Tesla Motors CEO Elon Musk confirmed that his firm, SpaceX, is in the early stages of developing advanced microsatellites operating in large formations, saying a formal announcement would come in two to three months.
The confirmation via Twitter came after The Wall Street Journal, citing sources familiar with the matter, reported that the project could entail 700 satellites, each weighing less than 250 pounds. That would make the constellation 10 times the size of Iridium Communications' fleet, currently the largest.
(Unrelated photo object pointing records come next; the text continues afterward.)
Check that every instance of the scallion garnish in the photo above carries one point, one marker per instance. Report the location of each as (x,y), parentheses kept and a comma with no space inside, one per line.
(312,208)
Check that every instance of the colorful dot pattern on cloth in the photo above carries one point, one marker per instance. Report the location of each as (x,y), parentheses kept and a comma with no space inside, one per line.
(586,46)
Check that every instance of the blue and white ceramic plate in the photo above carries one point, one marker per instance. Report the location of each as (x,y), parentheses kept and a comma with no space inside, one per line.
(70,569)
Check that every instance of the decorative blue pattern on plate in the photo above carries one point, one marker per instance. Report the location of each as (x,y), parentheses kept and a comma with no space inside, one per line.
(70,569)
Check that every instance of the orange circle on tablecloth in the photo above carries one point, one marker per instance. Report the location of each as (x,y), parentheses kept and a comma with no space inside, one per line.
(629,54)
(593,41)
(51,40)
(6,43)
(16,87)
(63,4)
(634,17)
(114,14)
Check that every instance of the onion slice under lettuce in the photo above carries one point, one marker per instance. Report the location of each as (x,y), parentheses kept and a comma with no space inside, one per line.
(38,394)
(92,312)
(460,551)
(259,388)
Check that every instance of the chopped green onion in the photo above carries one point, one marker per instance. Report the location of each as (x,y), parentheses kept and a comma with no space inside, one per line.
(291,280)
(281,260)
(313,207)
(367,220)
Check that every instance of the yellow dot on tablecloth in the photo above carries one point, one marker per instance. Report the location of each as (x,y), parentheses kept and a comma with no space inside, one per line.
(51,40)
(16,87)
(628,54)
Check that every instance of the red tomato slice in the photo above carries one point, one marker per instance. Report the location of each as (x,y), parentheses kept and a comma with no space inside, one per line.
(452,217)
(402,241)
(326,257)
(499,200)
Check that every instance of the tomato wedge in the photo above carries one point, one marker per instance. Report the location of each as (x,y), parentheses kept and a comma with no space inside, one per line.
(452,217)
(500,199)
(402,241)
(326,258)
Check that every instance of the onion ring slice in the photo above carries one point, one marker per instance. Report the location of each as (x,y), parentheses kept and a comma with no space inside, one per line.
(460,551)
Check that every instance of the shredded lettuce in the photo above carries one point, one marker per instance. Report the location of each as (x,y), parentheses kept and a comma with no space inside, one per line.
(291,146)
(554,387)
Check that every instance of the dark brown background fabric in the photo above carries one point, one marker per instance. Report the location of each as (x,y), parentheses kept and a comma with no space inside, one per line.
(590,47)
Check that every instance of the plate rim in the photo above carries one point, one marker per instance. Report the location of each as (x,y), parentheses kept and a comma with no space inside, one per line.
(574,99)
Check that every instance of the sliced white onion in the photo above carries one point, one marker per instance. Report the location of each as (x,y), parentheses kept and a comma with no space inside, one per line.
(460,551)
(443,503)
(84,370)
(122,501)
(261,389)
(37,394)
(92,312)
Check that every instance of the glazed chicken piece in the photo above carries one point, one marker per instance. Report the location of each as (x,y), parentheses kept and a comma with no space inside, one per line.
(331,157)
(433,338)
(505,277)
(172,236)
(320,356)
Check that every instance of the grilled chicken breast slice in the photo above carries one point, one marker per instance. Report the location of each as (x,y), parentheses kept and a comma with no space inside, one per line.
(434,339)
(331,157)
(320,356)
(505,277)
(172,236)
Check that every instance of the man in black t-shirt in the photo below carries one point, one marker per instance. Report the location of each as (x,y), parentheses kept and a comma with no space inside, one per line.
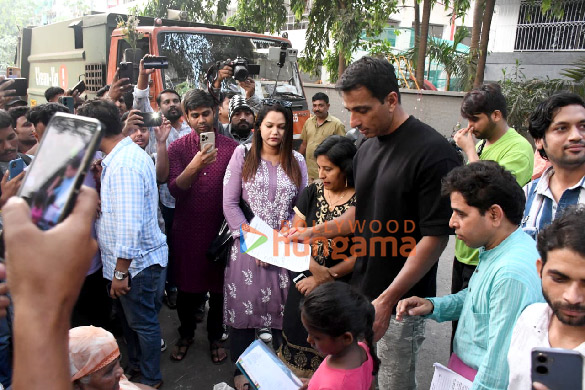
(400,222)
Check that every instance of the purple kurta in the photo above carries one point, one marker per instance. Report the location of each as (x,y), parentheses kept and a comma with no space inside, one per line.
(254,296)
(198,214)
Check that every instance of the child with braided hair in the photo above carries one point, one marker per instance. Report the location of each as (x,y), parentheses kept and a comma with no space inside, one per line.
(336,317)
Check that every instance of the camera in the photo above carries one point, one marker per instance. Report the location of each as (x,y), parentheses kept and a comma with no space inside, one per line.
(241,68)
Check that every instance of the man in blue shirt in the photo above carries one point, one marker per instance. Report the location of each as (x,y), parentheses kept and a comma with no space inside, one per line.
(558,128)
(131,243)
(487,205)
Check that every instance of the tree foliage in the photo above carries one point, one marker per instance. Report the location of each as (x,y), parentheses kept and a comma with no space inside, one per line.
(209,11)
(576,72)
(340,23)
(259,16)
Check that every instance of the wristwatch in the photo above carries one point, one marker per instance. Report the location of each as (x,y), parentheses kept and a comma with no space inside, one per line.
(120,275)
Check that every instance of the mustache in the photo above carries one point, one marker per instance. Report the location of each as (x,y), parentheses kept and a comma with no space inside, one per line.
(569,307)
(579,143)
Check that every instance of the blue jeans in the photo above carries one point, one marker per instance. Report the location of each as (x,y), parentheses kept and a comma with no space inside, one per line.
(141,306)
(6,350)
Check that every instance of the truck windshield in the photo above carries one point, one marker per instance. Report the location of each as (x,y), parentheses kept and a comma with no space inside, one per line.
(191,54)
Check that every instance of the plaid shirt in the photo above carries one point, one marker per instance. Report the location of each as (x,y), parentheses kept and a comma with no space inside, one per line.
(142,103)
(127,227)
(542,208)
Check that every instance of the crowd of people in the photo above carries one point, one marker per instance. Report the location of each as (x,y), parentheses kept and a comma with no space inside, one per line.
(377,214)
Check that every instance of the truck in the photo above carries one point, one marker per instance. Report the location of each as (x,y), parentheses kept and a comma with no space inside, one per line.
(90,48)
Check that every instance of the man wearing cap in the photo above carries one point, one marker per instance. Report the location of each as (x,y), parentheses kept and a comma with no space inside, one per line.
(241,118)
(94,361)
(318,127)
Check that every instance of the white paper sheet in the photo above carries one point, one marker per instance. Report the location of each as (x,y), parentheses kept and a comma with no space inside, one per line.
(265,370)
(268,245)
(446,379)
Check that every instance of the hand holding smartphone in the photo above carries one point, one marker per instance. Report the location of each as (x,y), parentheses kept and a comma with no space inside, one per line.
(15,167)
(52,182)
(207,139)
(557,369)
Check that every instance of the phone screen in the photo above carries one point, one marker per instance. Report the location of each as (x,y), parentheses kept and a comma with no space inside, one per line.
(59,167)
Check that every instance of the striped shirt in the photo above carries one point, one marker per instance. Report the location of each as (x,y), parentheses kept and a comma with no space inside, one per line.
(127,227)
(542,208)
(503,284)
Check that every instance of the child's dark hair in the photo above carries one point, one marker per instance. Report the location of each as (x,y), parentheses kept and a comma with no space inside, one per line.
(335,308)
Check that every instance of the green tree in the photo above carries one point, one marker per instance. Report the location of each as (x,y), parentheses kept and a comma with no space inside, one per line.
(340,23)
(209,11)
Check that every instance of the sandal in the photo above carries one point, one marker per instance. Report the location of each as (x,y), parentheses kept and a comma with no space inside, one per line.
(181,348)
(214,349)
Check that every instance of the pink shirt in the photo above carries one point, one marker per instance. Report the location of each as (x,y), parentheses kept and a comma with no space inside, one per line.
(327,378)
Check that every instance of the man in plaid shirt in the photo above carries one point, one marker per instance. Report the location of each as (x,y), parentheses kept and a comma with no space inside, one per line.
(134,250)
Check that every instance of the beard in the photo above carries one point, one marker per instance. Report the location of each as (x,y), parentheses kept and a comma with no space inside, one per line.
(173,114)
(567,320)
(242,129)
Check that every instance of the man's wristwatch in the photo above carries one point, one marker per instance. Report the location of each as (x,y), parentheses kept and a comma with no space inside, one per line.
(120,275)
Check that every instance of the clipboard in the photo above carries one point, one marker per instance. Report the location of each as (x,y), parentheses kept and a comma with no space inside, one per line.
(264,370)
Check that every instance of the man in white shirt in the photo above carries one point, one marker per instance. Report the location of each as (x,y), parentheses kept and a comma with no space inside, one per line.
(559,323)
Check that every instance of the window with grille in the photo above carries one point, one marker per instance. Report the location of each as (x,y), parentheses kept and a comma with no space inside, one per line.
(538,32)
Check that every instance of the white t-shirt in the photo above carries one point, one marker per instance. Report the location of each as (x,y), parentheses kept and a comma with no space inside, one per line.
(530,331)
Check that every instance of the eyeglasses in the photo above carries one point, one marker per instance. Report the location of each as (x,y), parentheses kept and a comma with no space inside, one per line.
(275,102)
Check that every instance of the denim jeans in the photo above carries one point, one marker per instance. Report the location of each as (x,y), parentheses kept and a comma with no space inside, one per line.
(5,351)
(141,306)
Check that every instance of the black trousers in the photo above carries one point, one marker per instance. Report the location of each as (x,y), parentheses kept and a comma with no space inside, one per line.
(240,339)
(93,306)
(459,280)
(187,304)
(168,216)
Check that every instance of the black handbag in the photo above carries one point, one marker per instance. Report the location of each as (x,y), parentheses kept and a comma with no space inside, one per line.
(219,250)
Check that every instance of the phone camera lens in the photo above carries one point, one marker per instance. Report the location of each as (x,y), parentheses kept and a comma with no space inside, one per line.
(543,370)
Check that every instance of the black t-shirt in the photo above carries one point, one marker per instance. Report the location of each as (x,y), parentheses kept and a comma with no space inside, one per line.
(398,191)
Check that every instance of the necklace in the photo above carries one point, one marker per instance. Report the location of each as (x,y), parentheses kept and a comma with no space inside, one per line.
(333,204)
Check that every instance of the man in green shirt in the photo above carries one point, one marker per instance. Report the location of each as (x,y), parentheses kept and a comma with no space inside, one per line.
(486,112)
(316,129)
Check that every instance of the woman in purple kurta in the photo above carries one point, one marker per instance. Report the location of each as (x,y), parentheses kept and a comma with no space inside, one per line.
(255,294)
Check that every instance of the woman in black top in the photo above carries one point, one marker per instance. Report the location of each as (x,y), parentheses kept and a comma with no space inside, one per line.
(321,201)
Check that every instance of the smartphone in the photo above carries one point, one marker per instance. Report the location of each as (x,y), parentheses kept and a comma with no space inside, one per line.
(15,167)
(207,138)
(68,102)
(156,62)
(126,71)
(299,277)
(151,119)
(558,369)
(79,87)
(54,177)
(20,86)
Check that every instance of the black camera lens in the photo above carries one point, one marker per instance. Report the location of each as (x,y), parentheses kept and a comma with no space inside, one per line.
(240,72)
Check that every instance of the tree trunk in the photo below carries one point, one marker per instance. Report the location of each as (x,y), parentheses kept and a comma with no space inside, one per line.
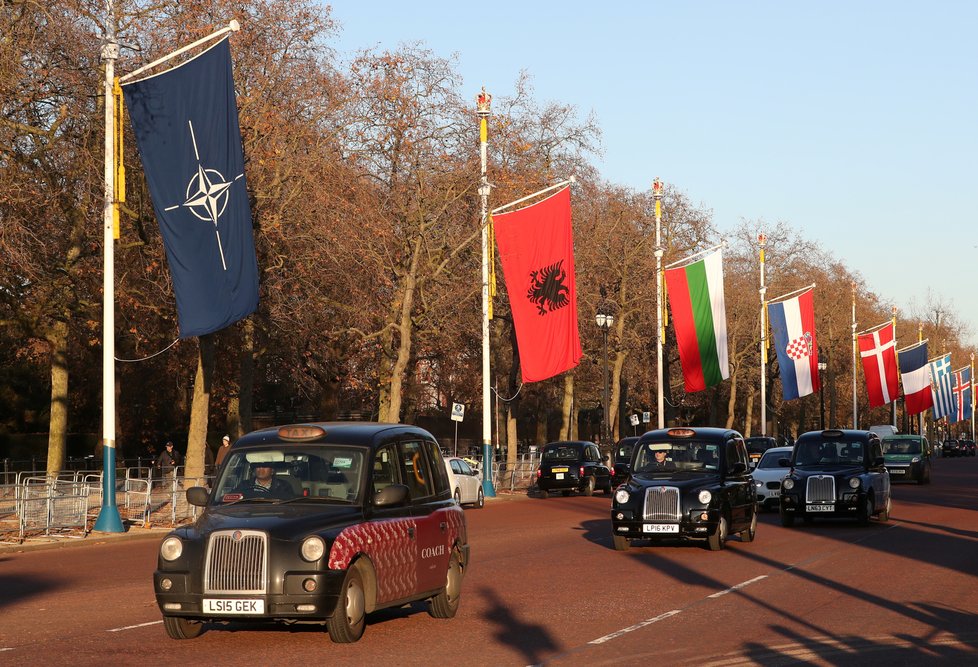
(200,408)
(567,408)
(57,336)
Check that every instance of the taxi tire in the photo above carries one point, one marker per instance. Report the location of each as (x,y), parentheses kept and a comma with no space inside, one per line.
(347,622)
(748,534)
(445,604)
(719,537)
(178,627)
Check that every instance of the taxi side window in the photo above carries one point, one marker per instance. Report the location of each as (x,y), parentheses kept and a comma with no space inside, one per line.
(417,475)
(386,470)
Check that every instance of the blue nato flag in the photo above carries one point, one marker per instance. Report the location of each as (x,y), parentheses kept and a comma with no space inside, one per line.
(186,125)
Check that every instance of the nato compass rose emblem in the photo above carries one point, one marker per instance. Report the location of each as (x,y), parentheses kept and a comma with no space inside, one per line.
(207,194)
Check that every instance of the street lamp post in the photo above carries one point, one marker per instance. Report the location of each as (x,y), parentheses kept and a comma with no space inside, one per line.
(605,318)
(822,365)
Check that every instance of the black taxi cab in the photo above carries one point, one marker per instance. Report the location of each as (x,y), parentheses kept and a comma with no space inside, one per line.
(836,473)
(317,523)
(689,483)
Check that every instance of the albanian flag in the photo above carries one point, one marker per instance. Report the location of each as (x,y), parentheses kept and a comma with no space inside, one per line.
(536,250)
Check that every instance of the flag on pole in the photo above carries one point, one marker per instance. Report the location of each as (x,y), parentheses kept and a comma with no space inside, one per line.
(793,326)
(186,125)
(941,382)
(536,250)
(700,320)
(878,351)
(916,378)
(962,395)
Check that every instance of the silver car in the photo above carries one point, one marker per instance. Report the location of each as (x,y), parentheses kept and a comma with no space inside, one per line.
(768,474)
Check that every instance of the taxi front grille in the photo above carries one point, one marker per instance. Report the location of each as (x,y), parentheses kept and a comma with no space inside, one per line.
(237,562)
(821,488)
(661,503)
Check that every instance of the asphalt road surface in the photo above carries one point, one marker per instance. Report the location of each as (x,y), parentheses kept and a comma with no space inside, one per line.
(546,587)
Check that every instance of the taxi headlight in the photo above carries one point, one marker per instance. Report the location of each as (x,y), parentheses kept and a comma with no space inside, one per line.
(171,548)
(313,548)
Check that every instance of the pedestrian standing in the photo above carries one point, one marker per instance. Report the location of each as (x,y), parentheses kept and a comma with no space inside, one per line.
(167,462)
(222,451)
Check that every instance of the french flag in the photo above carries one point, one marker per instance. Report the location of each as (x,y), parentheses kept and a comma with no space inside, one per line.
(793,325)
(916,378)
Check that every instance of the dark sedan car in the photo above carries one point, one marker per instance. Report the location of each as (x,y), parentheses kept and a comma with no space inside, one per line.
(686,483)
(836,473)
(572,465)
(623,460)
(950,448)
(317,523)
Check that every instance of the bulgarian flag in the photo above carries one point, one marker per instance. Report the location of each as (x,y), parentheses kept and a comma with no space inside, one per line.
(700,319)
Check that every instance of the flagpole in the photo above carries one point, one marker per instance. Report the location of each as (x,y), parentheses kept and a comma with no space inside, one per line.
(855,404)
(895,398)
(762,242)
(108,520)
(232,26)
(660,399)
(483,102)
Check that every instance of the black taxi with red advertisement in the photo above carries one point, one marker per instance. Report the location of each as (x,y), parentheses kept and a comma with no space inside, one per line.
(317,523)
(686,483)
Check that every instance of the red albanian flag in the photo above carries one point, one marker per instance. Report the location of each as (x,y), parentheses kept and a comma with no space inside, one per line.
(536,250)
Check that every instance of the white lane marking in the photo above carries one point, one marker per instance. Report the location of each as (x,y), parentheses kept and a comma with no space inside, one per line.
(738,586)
(131,627)
(632,628)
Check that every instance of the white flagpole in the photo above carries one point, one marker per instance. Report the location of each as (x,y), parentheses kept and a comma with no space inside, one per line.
(108,520)
(483,102)
(232,26)
(855,404)
(660,405)
(762,242)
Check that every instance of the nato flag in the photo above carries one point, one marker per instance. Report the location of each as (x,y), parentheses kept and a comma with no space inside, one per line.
(186,125)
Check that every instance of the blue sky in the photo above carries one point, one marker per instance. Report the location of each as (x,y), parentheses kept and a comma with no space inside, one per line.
(854,122)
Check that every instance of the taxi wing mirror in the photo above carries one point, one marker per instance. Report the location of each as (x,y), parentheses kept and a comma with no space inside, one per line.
(389,496)
(197,496)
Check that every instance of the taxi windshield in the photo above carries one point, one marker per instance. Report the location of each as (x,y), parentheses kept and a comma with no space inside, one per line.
(893,446)
(828,452)
(280,472)
(677,455)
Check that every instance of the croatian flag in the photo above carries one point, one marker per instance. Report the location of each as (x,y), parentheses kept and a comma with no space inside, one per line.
(962,395)
(940,384)
(878,350)
(793,325)
(916,378)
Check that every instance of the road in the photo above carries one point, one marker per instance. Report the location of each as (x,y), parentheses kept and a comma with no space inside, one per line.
(546,587)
SpaceX is still in the early stages of developing advanced micro-satellites operating in large formations. Announcement in 2 to 3 months.— Elon Musk (@elonmusk) November 11, 2014
The WSJ report said Musk is working with satellite-industry veteran and former Google (NASDAQ: GOOG) executive Greg Wyler. Wyler founded WorldVu Satellites Ltd., which controls a large block of radio spectrum. Wyler brought a similar plan to Google but stayed only about a year before leaving to work with Musk, according to the Journal, which suggested that Wyler's relationship with Google may have soured in part because he wasn't sure the search giant had enough manufacturing expertise.
In a reply to another Twitter user, Musk said satellites would be used to enable unfettered and low-cost Internet access. He also said the WSJ story was wrong on "several important points" but didn't go into detail.
In a research note, analysts at Jeffries International surmised that "Google Satellite" has now become "SpaceX Satellite," noting that Wyler had been talking with Google about launching a low-Earth-orbit satellite constellation using frequency in the Ku-band held by Wyler's WorldVu business. But Wyler left Google, along with two key lieutenants he had brought from O3b. At the same time, it was reported that he was speaking with SpaceX.
"We would argue that SpaceX's track record of innovation and roadmap towards reusable rockets will give it a cost advantage if (or more likely, when) it comes [time] to launch its satellite service," wrote Jeffries analyst Giles Thorne. "SpaceX has a tremendous track record now of talking up the importance of innovation and then delivering on it. When Google was at the helm, there was a real question mark as to whether the constellation would be delivered. With SpaceX, we're now sure of it."